Tulisan ini hanyalah sekelumit gagasan Derrida mengenai bahasa yang sementara ini dapat terekam. Butuh pengkaji yang lebih cerdas dan lebih banyak lagi untuk menguraikan pemikiran-pemikiran Derrida dan meletakan aplikasinya pada kajian-kajian di berbagai bidang kehidupan.

Daftar Pustaka

Agger, Ben. 2007. Teori Sosial Kritis: Kritik, Penerapan dan Implikasinya (Nurhadi.penerjemah). Yogyakarta: Kreasi Wacana.
Ahimsa-Putra, Sri Heddy. 2006. Strukturalisme Levi-Strauss. Yogyakarta: Keppel Press
Alwasilah, Chaedar. 2009. Filsafat Bahasa dan Pendidikan. Bandung: PT Remaja Rosdakarya.

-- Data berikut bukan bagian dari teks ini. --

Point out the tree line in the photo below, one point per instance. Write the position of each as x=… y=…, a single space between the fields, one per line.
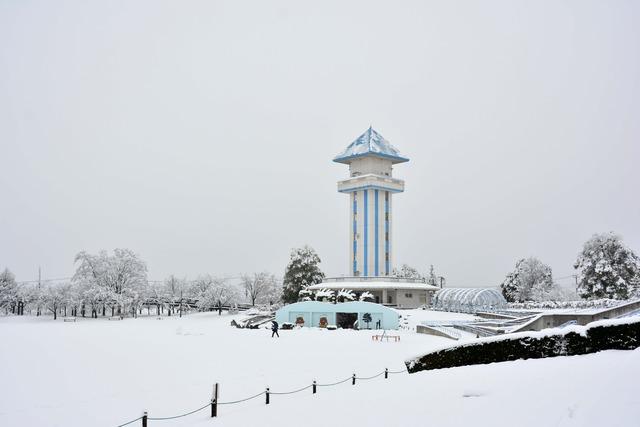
x=117 y=284
x=605 y=268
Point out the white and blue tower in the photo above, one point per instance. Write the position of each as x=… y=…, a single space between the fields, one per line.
x=370 y=188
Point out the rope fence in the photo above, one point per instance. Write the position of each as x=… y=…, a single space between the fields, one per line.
x=213 y=404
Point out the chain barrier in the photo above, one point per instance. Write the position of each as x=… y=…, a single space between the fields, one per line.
x=132 y=421
x=232 y=402
x=371 y=377
x=332 y=384
x=292 y=392
x=241 y=400
x=179 y=416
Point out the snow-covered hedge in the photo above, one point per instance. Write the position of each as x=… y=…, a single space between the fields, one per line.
x=596 y=303
x=603 y=335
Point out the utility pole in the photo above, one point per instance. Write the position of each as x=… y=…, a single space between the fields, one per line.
x=39 y=289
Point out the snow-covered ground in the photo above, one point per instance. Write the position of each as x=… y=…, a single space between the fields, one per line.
x=103 y=373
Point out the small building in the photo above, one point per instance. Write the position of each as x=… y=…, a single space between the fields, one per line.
x=391 y=291
x=343 y=315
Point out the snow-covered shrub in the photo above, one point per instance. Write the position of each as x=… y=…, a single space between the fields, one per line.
x=608 y=268
x=301 y=272
x=345 y=296
x=607 y=335
x=530 y=281
x=367 y=296
x=326 y=295
x=406 y=272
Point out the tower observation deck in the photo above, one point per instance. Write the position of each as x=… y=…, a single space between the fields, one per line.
x=370 y=188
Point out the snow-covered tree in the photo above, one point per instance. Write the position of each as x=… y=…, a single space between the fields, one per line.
x=174 y=292
x=406 y=272
x=260 y=287
x=54 y=296
x=607 y=268
x=8 y=290
x=530 y=281
x=302 y=271
x=221 y=292
x=121 y=276
x=432 y=279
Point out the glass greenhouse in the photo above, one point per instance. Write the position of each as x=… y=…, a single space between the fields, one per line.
x=468 y=300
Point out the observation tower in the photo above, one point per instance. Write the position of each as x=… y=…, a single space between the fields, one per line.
x=370 y=188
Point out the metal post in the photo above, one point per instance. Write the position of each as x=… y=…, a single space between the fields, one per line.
x=214 y=401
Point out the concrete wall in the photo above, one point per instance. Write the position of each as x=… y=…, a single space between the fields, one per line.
x=554 y=320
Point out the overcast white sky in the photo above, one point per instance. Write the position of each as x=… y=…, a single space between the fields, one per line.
x=200 y=133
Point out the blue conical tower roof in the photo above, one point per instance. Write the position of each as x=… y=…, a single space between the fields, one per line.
x=370 y=143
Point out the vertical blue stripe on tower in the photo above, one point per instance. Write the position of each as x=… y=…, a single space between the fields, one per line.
x=355 y=231
x=366 y=232
x=376 y=271
x=386 y=233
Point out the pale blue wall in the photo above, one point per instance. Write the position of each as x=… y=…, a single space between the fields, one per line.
x=311 y=311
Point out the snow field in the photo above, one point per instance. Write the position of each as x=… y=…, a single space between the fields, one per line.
x=104 y=373
x=61 y=374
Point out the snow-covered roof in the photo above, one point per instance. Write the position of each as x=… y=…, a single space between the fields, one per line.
x=377 y=285
x=468 y=299
x=370 y=143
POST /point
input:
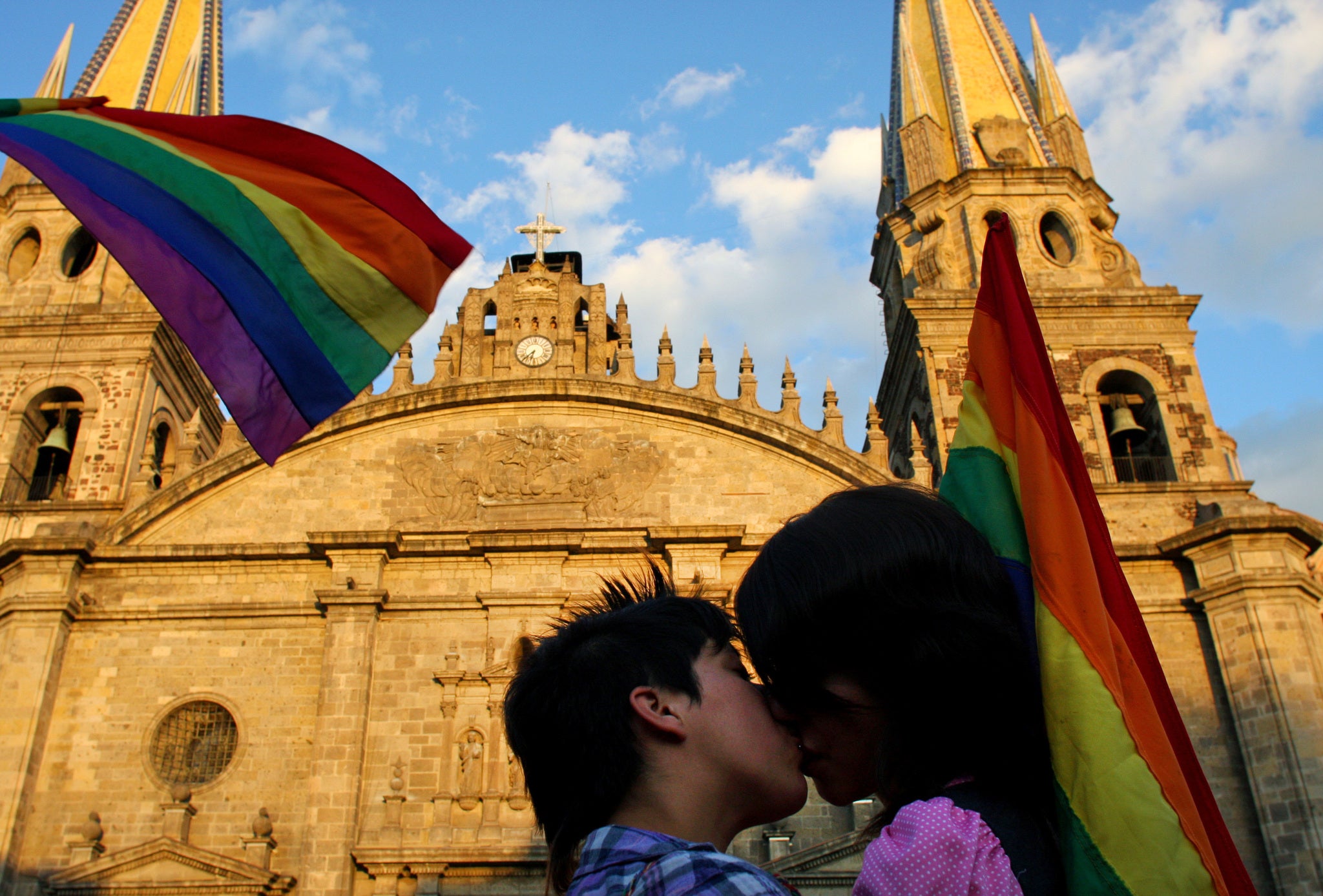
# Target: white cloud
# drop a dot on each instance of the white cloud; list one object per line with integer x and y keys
{"x": 311, "y": 40}
{"x": 588, "y": 176}
{"x": 1200, "y": 126}
{"x": 782, "y": 285}
{"x": 691, "y": 88}
{"x": 1284, "y": 453}
{"x": 319, "y": 121}
{"x": 853, "y": 109}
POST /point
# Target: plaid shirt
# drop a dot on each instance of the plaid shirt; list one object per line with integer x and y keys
{"x": 626, "y": 860}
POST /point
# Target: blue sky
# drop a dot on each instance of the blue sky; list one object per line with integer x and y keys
{"x": 718, "y": 163}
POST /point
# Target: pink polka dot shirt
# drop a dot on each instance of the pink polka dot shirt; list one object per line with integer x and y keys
{"x": 935, "y": 849}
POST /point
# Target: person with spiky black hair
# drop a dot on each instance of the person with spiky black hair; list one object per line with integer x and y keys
{"x": 646, "y": 747}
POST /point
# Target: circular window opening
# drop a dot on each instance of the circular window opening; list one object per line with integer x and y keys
{"x": 195, "y": 743}
{"x": 1056, "y": 238}
{"x": 24, "y": 255}
{"x": 79, "y": 249}
{"x": 994, "y": 216}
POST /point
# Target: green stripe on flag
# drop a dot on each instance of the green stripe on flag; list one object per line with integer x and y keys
{"x": 978, "y": 484}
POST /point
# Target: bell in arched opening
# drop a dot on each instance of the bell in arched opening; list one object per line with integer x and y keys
{"x": 1123, "y": 425}
{"x": 57, "y": 440}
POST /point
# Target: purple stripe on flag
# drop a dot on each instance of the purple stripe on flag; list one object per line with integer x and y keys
{"x": 191, "y": 305}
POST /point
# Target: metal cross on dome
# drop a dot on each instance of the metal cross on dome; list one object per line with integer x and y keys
{"x": 540, "y": 234}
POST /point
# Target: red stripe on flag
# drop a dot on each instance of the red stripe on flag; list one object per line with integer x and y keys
{"x": 1005, "y": 297}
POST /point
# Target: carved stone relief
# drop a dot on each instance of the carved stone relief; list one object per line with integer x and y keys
{"x": 1005, "y": 142}
{"x": 472, "y": 752}
{"x": 520, "y": 474}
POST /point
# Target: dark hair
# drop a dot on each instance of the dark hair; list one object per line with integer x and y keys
{"x": 568, "y": 711}
{"x": 891, "y": 587}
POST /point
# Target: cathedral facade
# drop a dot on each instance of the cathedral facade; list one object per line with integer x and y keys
{"x": 225, "y": 676}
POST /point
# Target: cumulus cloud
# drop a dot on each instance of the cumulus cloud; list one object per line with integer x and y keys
{"x": 319, "y": 121}
{"x": 588, "y": 175}
{"x": 1203, "y": 123}
{"x": 313, "y": 41}
{"x": 780, "y": 282}
{"x": 1282, "y": 453}
{"x": 694, "y": 87}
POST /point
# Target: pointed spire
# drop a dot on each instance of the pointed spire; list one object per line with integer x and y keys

Hart, Kevin. 2005. Jacques Derrida. Dalam Beilharz, Peter (Editor) Teori-Teori Sosial: Observasi Kritis terhadap Para Filusuf Termuka (Sigit Jatmiko-Penerjemah). Yogyakarta: Pustaka Pelajar.
Hidayat, Asep Ahmad. 2006. Filsafat Bahasa: Mengungkap Hakikat Bahasa, Makna dan Tanda. Bandung: PT Remaja Rosdakarya.
Kaelan, M.S. 2009. Filsafat Bahasa: Semiotika & Hermeneutika. Yogyakarta: Paradigma.
Sarup, Madan. 2008. Postrukturalisme & Posmodernisme (Medhy Aginta Hidayat-penerjemah). Yogyakarta: Jalasutra.